My son is hosting an ice fishing series on some local lakes. Here is the details

Ok guys here we go. With the ice willing here is the schedule:
2/1 Mogadore Reservoir (Lansinger Rd Ramp)
2/14 Portage Lakes (New State Park Ramp)
2/21 Championship: Berlin Reservoir (Bonner Rd Ramp)

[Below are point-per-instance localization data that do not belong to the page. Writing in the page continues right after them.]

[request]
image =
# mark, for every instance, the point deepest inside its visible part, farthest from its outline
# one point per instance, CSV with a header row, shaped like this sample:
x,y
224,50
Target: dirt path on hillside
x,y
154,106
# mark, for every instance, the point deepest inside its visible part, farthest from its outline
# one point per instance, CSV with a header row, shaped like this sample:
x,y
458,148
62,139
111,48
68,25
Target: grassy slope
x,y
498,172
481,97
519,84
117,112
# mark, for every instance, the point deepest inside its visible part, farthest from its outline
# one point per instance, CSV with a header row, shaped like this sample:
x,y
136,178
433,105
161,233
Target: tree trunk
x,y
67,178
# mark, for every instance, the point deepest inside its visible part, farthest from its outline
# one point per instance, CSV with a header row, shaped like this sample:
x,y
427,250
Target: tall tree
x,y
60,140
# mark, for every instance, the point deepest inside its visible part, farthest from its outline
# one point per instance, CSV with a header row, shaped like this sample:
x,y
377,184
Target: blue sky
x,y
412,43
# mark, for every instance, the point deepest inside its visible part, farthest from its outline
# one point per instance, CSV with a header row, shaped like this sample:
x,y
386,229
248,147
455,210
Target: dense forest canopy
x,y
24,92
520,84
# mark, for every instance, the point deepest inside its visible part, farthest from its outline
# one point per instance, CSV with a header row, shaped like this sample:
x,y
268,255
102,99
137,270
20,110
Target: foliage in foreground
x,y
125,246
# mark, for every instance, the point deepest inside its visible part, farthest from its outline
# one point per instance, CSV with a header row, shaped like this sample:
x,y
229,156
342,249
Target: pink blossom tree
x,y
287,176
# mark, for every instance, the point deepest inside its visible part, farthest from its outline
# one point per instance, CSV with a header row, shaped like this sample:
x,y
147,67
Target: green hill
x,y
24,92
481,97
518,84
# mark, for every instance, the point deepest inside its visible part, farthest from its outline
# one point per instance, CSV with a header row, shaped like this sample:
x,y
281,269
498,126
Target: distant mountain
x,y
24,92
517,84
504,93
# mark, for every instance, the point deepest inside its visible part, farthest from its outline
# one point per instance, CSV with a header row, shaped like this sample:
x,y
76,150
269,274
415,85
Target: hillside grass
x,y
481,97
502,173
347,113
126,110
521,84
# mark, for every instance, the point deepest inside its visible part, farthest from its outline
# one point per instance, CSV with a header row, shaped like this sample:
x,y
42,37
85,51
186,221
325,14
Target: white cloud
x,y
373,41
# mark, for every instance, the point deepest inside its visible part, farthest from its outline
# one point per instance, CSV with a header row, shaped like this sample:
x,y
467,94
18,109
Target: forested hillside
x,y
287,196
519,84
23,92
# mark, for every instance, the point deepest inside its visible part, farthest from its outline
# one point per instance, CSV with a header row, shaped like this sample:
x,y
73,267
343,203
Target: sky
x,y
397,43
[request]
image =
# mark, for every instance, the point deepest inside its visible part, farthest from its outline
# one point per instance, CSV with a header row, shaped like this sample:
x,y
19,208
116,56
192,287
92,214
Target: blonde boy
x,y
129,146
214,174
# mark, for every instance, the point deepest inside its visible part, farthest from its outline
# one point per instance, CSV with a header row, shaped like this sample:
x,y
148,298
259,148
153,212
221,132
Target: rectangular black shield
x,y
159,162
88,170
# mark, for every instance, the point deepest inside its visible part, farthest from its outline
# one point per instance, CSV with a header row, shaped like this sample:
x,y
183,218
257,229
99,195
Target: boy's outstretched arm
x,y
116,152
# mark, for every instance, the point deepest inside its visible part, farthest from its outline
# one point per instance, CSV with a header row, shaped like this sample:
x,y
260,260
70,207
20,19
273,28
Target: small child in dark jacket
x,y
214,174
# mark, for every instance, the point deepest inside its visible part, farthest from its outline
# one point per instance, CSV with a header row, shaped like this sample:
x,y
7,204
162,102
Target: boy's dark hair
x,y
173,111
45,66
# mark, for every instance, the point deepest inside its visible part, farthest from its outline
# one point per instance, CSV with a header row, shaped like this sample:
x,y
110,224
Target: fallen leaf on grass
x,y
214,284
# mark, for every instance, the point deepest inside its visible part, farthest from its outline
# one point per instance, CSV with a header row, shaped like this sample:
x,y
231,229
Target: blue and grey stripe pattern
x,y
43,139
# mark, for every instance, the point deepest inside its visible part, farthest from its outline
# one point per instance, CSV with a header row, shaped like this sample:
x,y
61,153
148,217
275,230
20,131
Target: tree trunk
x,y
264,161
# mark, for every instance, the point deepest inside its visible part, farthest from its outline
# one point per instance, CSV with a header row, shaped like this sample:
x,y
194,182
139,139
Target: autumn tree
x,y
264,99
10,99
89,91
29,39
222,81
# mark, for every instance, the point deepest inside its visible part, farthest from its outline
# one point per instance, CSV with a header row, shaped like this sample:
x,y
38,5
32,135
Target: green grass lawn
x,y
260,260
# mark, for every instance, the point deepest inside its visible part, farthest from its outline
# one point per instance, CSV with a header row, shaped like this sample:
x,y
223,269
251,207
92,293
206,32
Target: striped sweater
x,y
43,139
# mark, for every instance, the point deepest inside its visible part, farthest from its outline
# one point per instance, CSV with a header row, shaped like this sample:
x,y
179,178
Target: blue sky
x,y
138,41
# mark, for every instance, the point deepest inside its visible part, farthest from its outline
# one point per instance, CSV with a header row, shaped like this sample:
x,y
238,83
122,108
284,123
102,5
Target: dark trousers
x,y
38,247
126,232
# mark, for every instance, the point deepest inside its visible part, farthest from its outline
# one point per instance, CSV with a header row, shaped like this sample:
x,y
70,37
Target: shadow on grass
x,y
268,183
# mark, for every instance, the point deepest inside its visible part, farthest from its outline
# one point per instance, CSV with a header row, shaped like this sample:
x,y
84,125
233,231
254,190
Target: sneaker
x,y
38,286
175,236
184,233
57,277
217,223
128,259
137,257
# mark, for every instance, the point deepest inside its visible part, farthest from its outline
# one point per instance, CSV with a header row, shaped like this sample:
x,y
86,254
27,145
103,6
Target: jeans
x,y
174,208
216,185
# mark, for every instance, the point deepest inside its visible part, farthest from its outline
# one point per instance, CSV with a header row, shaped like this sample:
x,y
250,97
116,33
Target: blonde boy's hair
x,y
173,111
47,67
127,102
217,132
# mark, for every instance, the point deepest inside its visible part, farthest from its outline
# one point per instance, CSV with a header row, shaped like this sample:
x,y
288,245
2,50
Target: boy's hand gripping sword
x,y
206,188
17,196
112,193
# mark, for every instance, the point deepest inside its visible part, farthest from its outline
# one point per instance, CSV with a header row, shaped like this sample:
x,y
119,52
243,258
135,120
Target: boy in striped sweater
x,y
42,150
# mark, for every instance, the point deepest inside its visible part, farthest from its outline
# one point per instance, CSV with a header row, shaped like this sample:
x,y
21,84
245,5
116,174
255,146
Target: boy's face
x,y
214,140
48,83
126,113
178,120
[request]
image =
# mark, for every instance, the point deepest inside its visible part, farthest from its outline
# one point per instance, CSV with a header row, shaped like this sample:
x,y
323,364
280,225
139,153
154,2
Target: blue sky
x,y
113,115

$40 per team of 2 people. $5 goes to the championship and $5 to big fish
100% Pay Back!
Check in will be at 5:30am and take off will be at 6am. Weigh in at 1pm

Rules:
Each team may use 1 tip-up. (This includes jaw jackers)
Best 5 fish of any species can be weighed BESIDES BASS. Bass must be released immediately! 
FROZEN FISH WILL NOT BE WEIGHED! So bring a cooler or bucket.
You must fish at least one tournament to fish the championship


Any questions or suggestions are appreciated! Call or text my son 
330-760-4669
Please give me a head count ASAP so I know who is coming. You may show up the morning of the tournament also but a heads up would be great!


----------



## portagelakes (May 22, 2012)

Im in for the portage lakes tourny


----------



## BASSINONE (Oct 24, 2013)

Mogadore catches getting good.


----------



## Bassbully 52 (Feb 25, 2014)

RIP CHUM does not ice fish>>>that"s for the loonies!


----------



## eyetroller24 (Feb 1, 2013)

Plan on being at mogadore this Sunday to fish it


----------



## cobrass11 (Aug 8, 2014)

Mogadore had took some good weight to win it! I will post results here and on icefishohio.com very soon.
I am the one running the series so any questions feel free to ask.
As of right now at this point the championship is TBA because of Berlin not producing fish. Please give me any suggestions on lakes!
Thanks
Brandon


----------



## Bassbully 52 (Feb 25, 2014)

IKE SNIFFLE will win this. He flips jig into hole>>>big fish!


----------



## cobrass11 (Aug 8, 2014)

IKE SNIFFLE as you call him cant catch fish without me finding them for him. haha


----------



## Bassbully 52 (Feb 25, 2014)

Ohh .....I'm tellin Ike you said that..he is my hero.


----------



## cobrass11 (Aug 8, 2014)

Note: If you want to bring a 4 wheeler or a snow machine you may do so...We are not liable if anything happens though


----------



## cobrass11 (Aug 8, 2014)

THIS TOURNAMENT SERIES HAS BEEN CANCELLED WE WILL TRY AGAIN NEXT YEAR. HOPEFULLY WITH A BETTER TURN OUT! Thanks to all that participated!


----------